Forty years later their worst fears were realized when the Roman armies destroyed the city of Jerusalem. And when Jesus prophesized about that event he lays the blame at the feet of those who had rejected him. And while that seems harsh it goes back to what happens tomorrow reflects the choices we make today. And on that Friday afternoon 2000 years ago Jerusalem choose to reject the one who had come to bring peace.
History tells us when Titus the Roman General who led the destruction of Jerusalem was offered the victor’s wreath he declined the honour saying that he had simply served as an instrument for the wrath of God.

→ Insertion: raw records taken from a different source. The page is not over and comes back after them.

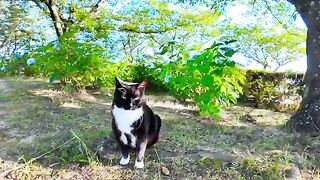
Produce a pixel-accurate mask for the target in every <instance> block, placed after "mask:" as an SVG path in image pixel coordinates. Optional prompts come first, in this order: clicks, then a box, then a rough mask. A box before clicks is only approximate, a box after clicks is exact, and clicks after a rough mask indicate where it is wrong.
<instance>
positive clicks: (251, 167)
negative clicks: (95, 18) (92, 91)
mask: <svg viewBox="0 0 320 180" xmlns="http://www.w3.org/2000/svg"><path fill="white" fill-rule="evenodd" d="M6 81H7V83H8V88H9V89H11V90H10V91H7V92H6V93H1V92H0V105H1V106H3V107H5V113H6V116H5V122H6V124H7V126H8V129H6V131H5V133H4V134H3V135H2V134H0V137H1V138H2V136H3V139H2V140H3V141H2V142H0V147H2V148H0V150H1V152H2V153H4V160H5V162H6V163H7V164H9V167H6V168H4V167H3V168H1V166H2V165H0V174H1V172H3V170H2V169H10V168H13V167H15V166H16V165H15V164H14V163H12V164H10V162H12V161H17V160H18V159H19V158H20V161H19V162H20V163H22V164H23V163H26V162H28V161H29V160H32V159H33V158H35V157H39V156H41V155H43V154H45V156H43V157H41V158H39V159H37V160H36V161H32V162H31V163H27V164H26V166H23V167H21V168H19V169H18V170H16V171H13V172H12V173H9V175H10V176H14V177H16V178H18V179H36V178H40V177H41V178H47V179H48V178H49V179H50V178H55V179H56V178H62V179H64V178H67V177H75V174H76V175H77V177H80V179H81V177H82V178H87V177H90V178H91V179H137V178H142V179H182V178H187V179H197V178H203V179H284V175H285V172H286V171H287V170H288V169H290V168H291V167H292V166H293V164H294V163H295V162H296V161H297V159H299V163H298V165H299V168H300V170H301V171H302V173H303V177H304V178H305V179H307V178H310V177H314V178H316V177H319V172H320V171H319V166H320V164H319V162H320V161H319V160H320V156H319V153H318V149H319V148H320V143H319V138H305V139H299V138H298V139H297V137H295V135H293V134H290V133H286V132H283V131H282V130H281V129H279V128H278V126H279V125H281V124H283V123H285V120H286V118H287V117H289V115H286V114H281V113H275V114H274V117H271V119H270V116H269V114H272V112H266V111H261V110H259V111H258V110H257V112H255V113H256V116H255V117H256V118H257V120H258V121H257V124H250V123H247V122H242V121H241V120H240V119H239V118H237V117H240V116H241V115H243V114H244V113H247V112H251V110H254V109H248V108H238V107H232V108H229V109H227V110H226V111H225V112H224V113H228V114H229V116H226V115H225V116H222V117H225V118H223V119H222V120H221V121H217V122H209V123H207V124H202V123H199V122H198V121H197V120H196V118H197V117H194V115H193V114H188V113H184V114H181V113H179V111H172V108H174V104H172V107H167V106H164V107H161V108H159V107H157V108H154V109H155V110H156V111H157V112H158V113H160V116H161V117H162V119H163V121H162V122H163V123H162V124H163V125H162V130H161V137H160V141H159V143H157V144H156V145H155V147H154V148H151V149H149V150H148V151H147V155H146V160H145V162H146V165H145V166H146V168H145V169H144V170H142V171H141V170H134V168H133V159H132V161H131V164H130V166H129V167H128V168H124V169H123V168H120V167H119V166H118V165H117V164H118V161H119V151H118V150H117V148H116V147H117V145H116V142H115V141H114V140H113V136H112V130H111V114H110V112H109V111H110V102H111V98H110V97H108V96H106V95H104V93H102V94H100V95H97V96H92V95H88V94H84V95H81V94H80V95H74V94H73V95H71V94H67V93H63V92H60V91H56V90H53V89H52V87H51V86H48V85H47V83H46V82H43V81H40V80H28V79H27V80H21V79H6ZM149 94H152V96H148V98H151V99H153V100H154V101H161V100H166V101H170V100H172V98H171V97H167V96H166V97H162V96H163V95H161V96H157V95H156V94H154V93H149ZM84 96H88V98H85V97H84ZM79 97H81V98H79ZM86 99H89V100H90V99H91V100H94V101H91V100H90V101H89V100H86ZM66 103H69V104H76V105H77V106H76V107H73V106H71V107H67V106H64V105H65V104H66ZM151 105H152V104H151ZM160 110H161V111H160ZM262 113H266V114H262ZM253 114H254V113H253ZM261 114H262V115H261ZM254 115H255V114H254ZM264 116H265V117H266V119H264ZM228 117H229V118H228ZM0 118H1V117H0ZM10 130H11V131H10ZM66 142H68V143H66ZM57 147H59V148H57ZM53 149H54V151H52V150H53ZM51 151H52V152H51ZM48 152H50V153H48ZM46 153H48V154H46ZM230 157H231V160H230ZM227 159H229V160H227ZM162 167H166V168H168V169H169V171H170V175H169V176H165V175H163V174H162V173H161V169H162ZM10 176H8V177H9V178H10Z"/></svg>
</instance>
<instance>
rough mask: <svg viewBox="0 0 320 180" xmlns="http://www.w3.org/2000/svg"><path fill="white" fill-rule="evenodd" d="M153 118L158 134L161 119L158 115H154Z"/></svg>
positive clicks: (159, 128) (160, 124)
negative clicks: (156, 121) (154, 117)
mask: <svg viewBox="0 0 320 180" xmlns="http://www.w3.org/2000/svg"><path fill="white" fill-rule="evenodd" d="M154 117H155V119H156V121H157V123H158V128H157V132H158V133H159V131H160V128H161V118H160V116H159V115H158V114H155V115H154Z"/></svg>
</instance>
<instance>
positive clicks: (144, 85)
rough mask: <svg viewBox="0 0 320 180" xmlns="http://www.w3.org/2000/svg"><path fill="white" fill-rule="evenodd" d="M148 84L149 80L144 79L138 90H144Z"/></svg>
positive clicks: (140, 84)
mask: <svg viewBox="0 0 320 180" xmlns="http://www.w3.org/2000/svg"><path fill="white" fill-rule="evenodd" d="M147 84H148V81H147V80H144V81H142V83H140V84H139V86H138V91H140V92H144V90H145V89H146V87H147Z"/></svg>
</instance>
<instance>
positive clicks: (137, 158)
mask: <svg viewBox="0 0 320 180" xmlns="http://www.w3.org/2000/svg"><path fill="white" fill-rule="evenodd" d="M146 86H147V81H143V82H141V83H140V84H139V83H130V82H125V81H122V80H121V79H120V78H118V77H116V88H115V91H114V97H113V104H112V129H113V133H114V135H115V137H116V139H117V141H118V144H119V146H120V148H121V151H122V152H121V154H122V157H121V160H120V165H127V164H128V163H129V160H130V154H129V151H130V150H131V149H132V150H135V151H136V161H135V167H136V168H143V167H144V163H143V158H144V154H145V150H146V148H147V147H150V146H152V145H153V144H155V143H156V142H157V141H158V138H159V131H160V127H161V119H160V117H159V116H158V115H156V114H154V113H153V112H152V110H151V109H150V107H149V106H148V105H146V102H145V99H144V91H145V88H146Z"/></svg>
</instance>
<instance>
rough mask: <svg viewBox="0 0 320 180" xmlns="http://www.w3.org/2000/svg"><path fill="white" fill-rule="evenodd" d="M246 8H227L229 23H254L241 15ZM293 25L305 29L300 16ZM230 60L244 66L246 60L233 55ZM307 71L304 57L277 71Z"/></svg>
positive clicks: (304, 71)
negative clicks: (231, 57) (248, 22)
mask: <svg viewBox="0 0 320 180" xmlns="http://www.w3.org/2000/svg"><path fill="white" fill-rule="evenodd" d="M246 8H247V7H246V6H244V5H237V6H230V7H227V9H226V10H227V16H228V17H230V18H232V21H231V22H237V23H247V22H248V21H251V22H255V21H256V19H254V18H253V17H249V19H248V17H247V16H246V17H244V16H243V13H244V12H246ZM295 24H296V25H297V26H298V27H299V28H306V25H305V24H304V22H303V20H302V18H301V16H300V15H298V16H297V18H296V20H295ZM232 59H233V60H234V61H236V62H238V63H241V64H244V63H245V62H246V58H245V57H244V56H243V55H242V54H235V55H234V56H233V57H232ZM246 68H254V69H262V68H261V66H258V65H254V64H252V65H249V66H246ZM306 69H307V62H306V56H303V57H302V58H299V59H297V60H296V61H294V62H291V63H289V64H287V65H285V66H283V67H281V68H280V69H279V71H294V72H302V73H304V72H305V71H306Z"/></svg>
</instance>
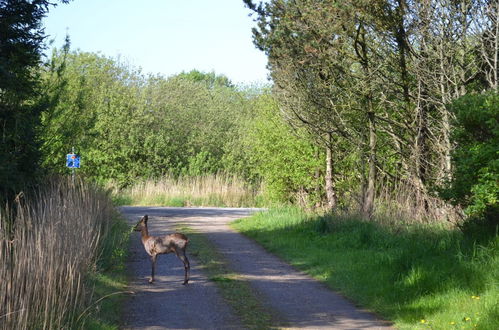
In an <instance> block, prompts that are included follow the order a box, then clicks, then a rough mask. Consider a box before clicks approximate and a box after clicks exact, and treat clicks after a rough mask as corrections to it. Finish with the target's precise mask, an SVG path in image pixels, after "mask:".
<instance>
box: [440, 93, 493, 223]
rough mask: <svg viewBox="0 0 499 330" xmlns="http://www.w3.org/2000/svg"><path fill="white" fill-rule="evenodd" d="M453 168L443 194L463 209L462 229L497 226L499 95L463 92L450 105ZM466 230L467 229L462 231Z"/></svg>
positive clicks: (450, 200)
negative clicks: (463, 218)
mask: <svg viewBox="0 0 499 330" xmlns="http://www.w3.org/2000/svg"><path fill="white" fill-rule="evenodd" d="M451 111H452V112H453V113H454V114H455V118H456V119H455V129H454V131H453V134H452V139H453V142H454V143H455V144H456V147H455V149H454V151H453V153H452V162H453V167H454V171H453V173H452V178H451V180H450V182H449V183H448V185H447V187H446V188H445V189H444V190H443V191H442V197H444V198H445V199H447V200H450V201H451V202H452V203H453V204H455V205H460V206H462V207H463V208H464V210H465V213H466V215H467V216H468V218H467V221H466V223H465V224H464V226H463V228H464V229H471V228H474V229H477V228H479V227H482V229H483V227H486V229H487V231H489V232H492V233H494V232H495V231H490V229H494V228H496V227H497V226H498V225H499V219H498V213H499V212H498V211H499V206H498V195H499V183H498V182H499V159H498V154H499V152H498V148H497V146H498V145H499V94H498V93H497V92H488V93H485V94H476V95H465V96H463V97H461V98H459V99H457V100H456V101H455V102H454V103H453V104H452V105H451ZM465 231H466V230H465Z"/></svg>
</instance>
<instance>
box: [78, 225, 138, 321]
mask: <svg viewBox="0 0 499 330" xmlns="http://www.w3.org/2000/svg"><path fill="white" fill-rule="evenodd" d="M129 241H130V226H128V224H127V223H126V221H125V220H124V219H123V218H121V217H119V218H116V219H115V221H114V223H113V226H112V227H111V229H110V231H109V233H108V234H107V235H106V239H105V240H104V241H103V245H102V246H101V253H100V258H99V260H98V262H97V269H96V271H94V272H92V273H91V274H89V276H88V278H87V286H89V287H92V288H93V293H94V295H93V297H92V301H93V303H91V304H90V305H89V306H88V307H87V309H86V310H85V311H83V312H82V313H81V314H80V316H81V319H82V323H83V325H82V327H84V328H85V329H91V330H117V329H119V326H120V323H121V316H122V309H123V303H124V301H125V299H126V297H127V295H128V294H130V293H131V292H129V291H127V290H126V288H127V284H128V276H127V272H126V266H125V263H126V259H127V257H128V253H127V251H128V245H129Z"/></svg>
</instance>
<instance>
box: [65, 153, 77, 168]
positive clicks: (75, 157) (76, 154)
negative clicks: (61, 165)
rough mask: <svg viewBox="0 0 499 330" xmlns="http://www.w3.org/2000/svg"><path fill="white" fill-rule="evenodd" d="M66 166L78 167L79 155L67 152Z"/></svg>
mask: <svg viewBox="0 0 499 330" xmlns="http://www.w3.org/2000/svg"><path fill="white" fill-rule="evenodd" d="M66 166H67V167H69V168H80V156H79V155H77V154H67V155H66Z"/></svg>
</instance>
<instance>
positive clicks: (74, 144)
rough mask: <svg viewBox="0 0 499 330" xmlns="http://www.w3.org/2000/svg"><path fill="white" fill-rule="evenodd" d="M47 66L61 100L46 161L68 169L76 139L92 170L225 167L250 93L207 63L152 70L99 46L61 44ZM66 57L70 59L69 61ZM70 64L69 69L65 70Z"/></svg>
mask: <svg viewBox="0 0 499 330" xmlns="http://www.w3.org/2000/svg"><path fill="white" fill-rule="evenodd" d="M51 63H52V64H51V65H50V66H47V68H46V70H45V72H44V78H45V85H46V86H59V88H52V89H50V88H48V90H49V92H50V93H52V94H53V95H52V98H54V99H57V100H58V103H57V104H56V106H54V107H53V108H51V109H50V110H48V111H45V112H44V113H43V116H42V122H43V141H44V144H43V148H42V150H43V154H44V162H43V164H44V166H45V168H47V169H49V170H51V171H55V172H67V169H65V168H64V156H65V154H66V153H68V152H69V151H70V150H71V148H72V147H73V146H74V147H75V148H76V149H77V152H78V153H79V154H80V155H81V156H82V168H81V169H80V170H79V172H80V173H82V174H83V175H85V176H88V177H90V178H92V179H94V180H97V181H101V182H102V181H108V180H114V181H115V182H118V183H119V184H120V185H122V186H125V185H128V184H130V183H132V182H134V181H136V180H137V179H139V178H140V179H147V178H160V177H162V176H164V175H167V174H172V175H174V176H178V175H181V174H184V175H199V174H205V173H211V174H214V173H217V172H219V171H223V170H224V163H223V162H222V159H223V158H224V155H225V154H227V153H229V152H231V150H230V149H229V148H227V147H225V146H226V145H227V144H229V143H231V142H232V141H233V140H234V139H235V138H236V137H237V135H238V131H237V129H238V127H239V126H240V124H239V123H238V121H239V120H241V118H243V117H244V116H245V114H246V113H247V112H248V106H247V104H248V100H247V99H246V98H244V97H242V96H243V95H242V92H239V91H237V90H236V89H235V88H233V87H232V86H231V84H230V82H228V81H227V78H226V77H224V76H220V77H219V76H215V75H214V74H213V73H210V74H203V73H201V72H199V71H193V72H190V73H182V74H179V75H178V76H173V77H170V78H168V79H165V78H163V77H160V76H148V77H145V76H144V75H142V74H141V72H140V71H136V70H134V69H133V68H130V67H128V66H126V65H124V64H122V63H119V62H117V61H115V60H113V59H110V58H106V57H102V56H99V55H96V54H90V53H79V52H73V53H70V54H64V53H61V52H58V51H55V52H54V56H53V58H52V60H51ZM62 63H63V64H62ZM60 68H62V70H59V69H60Z"/></svg>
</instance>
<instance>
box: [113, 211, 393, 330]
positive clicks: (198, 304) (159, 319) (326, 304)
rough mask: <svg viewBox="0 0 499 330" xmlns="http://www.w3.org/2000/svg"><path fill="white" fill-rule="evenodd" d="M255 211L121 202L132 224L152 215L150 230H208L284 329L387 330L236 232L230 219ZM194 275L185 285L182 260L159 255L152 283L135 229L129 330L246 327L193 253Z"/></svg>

So understand that Jerusalem becomes an analogy for those who would reject Christ. Jesus is not “a way” to God, Jesus is “The Way” to God. That is why he told his followers in John 14:6 Jesus told him, “I am the way, the truth, and the life. No one can come to the Father except through me.” Who can come to the Father by a route other than Jesus? According to Jesus no one.
And that broke Jesus’ heart, the reality that the very ones who he gave his life for would reject the grace that he had to offer.
And so as we gather to remember this morning we remember the cost of that Friday morning almost 2000 years ago, a morning that cost the Father his Son, cost the Son his Life, cost Peter his Pride and cost those who rejected Jesus their future.
And today is Friday, but Sunday is coming as we celebrate not the cost of the crucifixion but the generous gifts of the Resurrection.